A Guimarães, por ser o Berço da Nacionalidade e ainda por desígnios especiais e também por factos marcantes da História Moderna e Contemporânea, cabem os maiores louvores e preito de homenagem. Segundo alguns historiadores, Guimarães foi berço do grande Papa São Dâmaso e a tradição conserva bem viva esta memória na toponímia da cidade e na igreja que lhe foi dedicada, construída no sec. XVII e trasladada nos anos sessenta do século passado para o topo norte do Campo de São Mamede; em 21 de maio de 1967 passou a ser a sede da novel paróquia de São Dâmaso. Outra figura notável foi Pedro Hispano (1215-1277), Papa com o nome do João XXI, foi dom prior da Colegiada de Guimarães; a sua memória é bem lembrada também na toponímia da cidade.
Estes dados, que justamente nos orgulham, em nada diminuem, antes pelo contrário, o fervor para com o primeiro Papa, o Príncipe dos Apóstolos São Pedro.
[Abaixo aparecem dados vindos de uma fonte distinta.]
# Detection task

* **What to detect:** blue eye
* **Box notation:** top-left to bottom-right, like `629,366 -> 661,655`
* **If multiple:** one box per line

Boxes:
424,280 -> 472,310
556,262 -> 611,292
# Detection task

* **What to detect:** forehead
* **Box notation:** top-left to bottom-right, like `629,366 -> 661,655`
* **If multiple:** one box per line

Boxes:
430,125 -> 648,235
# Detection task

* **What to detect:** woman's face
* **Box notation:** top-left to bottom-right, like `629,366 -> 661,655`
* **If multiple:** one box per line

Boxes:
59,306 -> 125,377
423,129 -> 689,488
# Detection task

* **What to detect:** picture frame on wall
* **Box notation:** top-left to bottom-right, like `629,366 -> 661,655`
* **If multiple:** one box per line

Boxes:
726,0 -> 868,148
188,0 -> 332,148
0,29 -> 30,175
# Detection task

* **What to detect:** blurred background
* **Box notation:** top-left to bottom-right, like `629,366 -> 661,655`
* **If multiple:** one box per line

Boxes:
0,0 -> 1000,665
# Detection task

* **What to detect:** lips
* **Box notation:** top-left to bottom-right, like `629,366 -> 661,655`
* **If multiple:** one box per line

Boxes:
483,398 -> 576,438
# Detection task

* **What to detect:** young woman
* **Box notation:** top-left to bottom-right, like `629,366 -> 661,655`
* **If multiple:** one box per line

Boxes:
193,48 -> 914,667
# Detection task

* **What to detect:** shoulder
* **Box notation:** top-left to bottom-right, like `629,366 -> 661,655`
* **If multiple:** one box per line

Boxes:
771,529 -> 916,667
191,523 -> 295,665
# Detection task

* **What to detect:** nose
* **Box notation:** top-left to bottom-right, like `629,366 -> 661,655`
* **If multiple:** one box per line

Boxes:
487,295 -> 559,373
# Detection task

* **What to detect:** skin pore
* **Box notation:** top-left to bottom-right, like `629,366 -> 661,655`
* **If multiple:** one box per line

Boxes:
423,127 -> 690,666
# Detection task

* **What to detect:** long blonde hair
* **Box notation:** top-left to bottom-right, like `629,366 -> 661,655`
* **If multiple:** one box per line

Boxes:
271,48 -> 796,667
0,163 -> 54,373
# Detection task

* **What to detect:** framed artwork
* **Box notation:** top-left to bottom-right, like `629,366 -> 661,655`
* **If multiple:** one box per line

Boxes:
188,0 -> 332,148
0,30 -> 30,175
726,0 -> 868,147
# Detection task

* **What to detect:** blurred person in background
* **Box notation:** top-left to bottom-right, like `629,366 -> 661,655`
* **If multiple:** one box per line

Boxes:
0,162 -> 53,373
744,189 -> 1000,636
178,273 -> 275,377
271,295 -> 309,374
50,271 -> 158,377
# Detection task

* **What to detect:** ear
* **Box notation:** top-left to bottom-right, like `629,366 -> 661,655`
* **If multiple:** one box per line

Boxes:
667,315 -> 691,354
Tanto assim que três freguesias do concelho, Azurém, Gominhães e Polvoreira o elegeram como padroeiro e, há quatrocentos anos, explodiu um sentimento incontido de veneração com a criação da Irmandade de São Pedro e, também com início no século XVII, mesmo no centro da cidade, a igreja, bem depressa elevada à categoria de basílica (1751) pelo Papa Bento XIV.
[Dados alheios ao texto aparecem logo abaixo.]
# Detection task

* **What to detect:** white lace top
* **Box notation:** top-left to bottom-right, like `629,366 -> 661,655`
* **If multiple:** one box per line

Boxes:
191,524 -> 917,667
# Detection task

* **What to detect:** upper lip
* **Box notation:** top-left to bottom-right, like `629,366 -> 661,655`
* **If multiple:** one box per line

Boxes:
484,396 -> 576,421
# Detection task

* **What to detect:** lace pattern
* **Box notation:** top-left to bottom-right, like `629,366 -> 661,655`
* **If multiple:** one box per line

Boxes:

Acontecimentos marcantes da história da Igreja nos dois últimos séculos imortalizam, em Guimarães, os pontífices protagonistas: beato Pio IX lá está, altaneiro, no ponto mais alto da serra de Santa Catarina, na Penha, como símbolo do amor e gratidão do povo deste Região à Imaculada Conceição, cujo dogma ele definiu (8-12-1854).
Um bairro da cidade construído pelo Município em meados do século passado recorda, com o seu nome, o grande Papa das questões sociais, Leão XIII (1810-1903). Ainda na Penha, dentro do Santuário, na nave do lado do evangelho a imagem de São Pio X (1835-1914), a atestar o fervor eucarístico de Guimarães, ele que ficará para sempre conhecido como Papa da Eucaristia. O beato Paulo VI 1897-1978), continuador do concílio Vaticano II e executor das constituições e decretos dele emanados, foi o primeiro a visitar Portugal no cinquentenário das Aparições (13-05-1967); em Guimarães a sua memória está ligada a ruas e instituições de caráter diverso. Do mesmo modo, o nome de São João Paulo II(18-05-1920-02-04-2005) vai sendo adotado para definir lugares e centros de vida de algumas comunidades.
Ao comemorar tão grata efeméride de quatrocentos anos da fundação, a Irmandade de S. Pedro do Toural, vem, certamente, avivar memórias e iluminar caminhos para uma veneração crescente da pessoa do Papa, que o mesmo é dizer, à doutrina perene e incomparável do evangelho.
E Guimarães acumulará cada vez mais créditos para ostentar garbosamente a glória de terra que ama o Papa.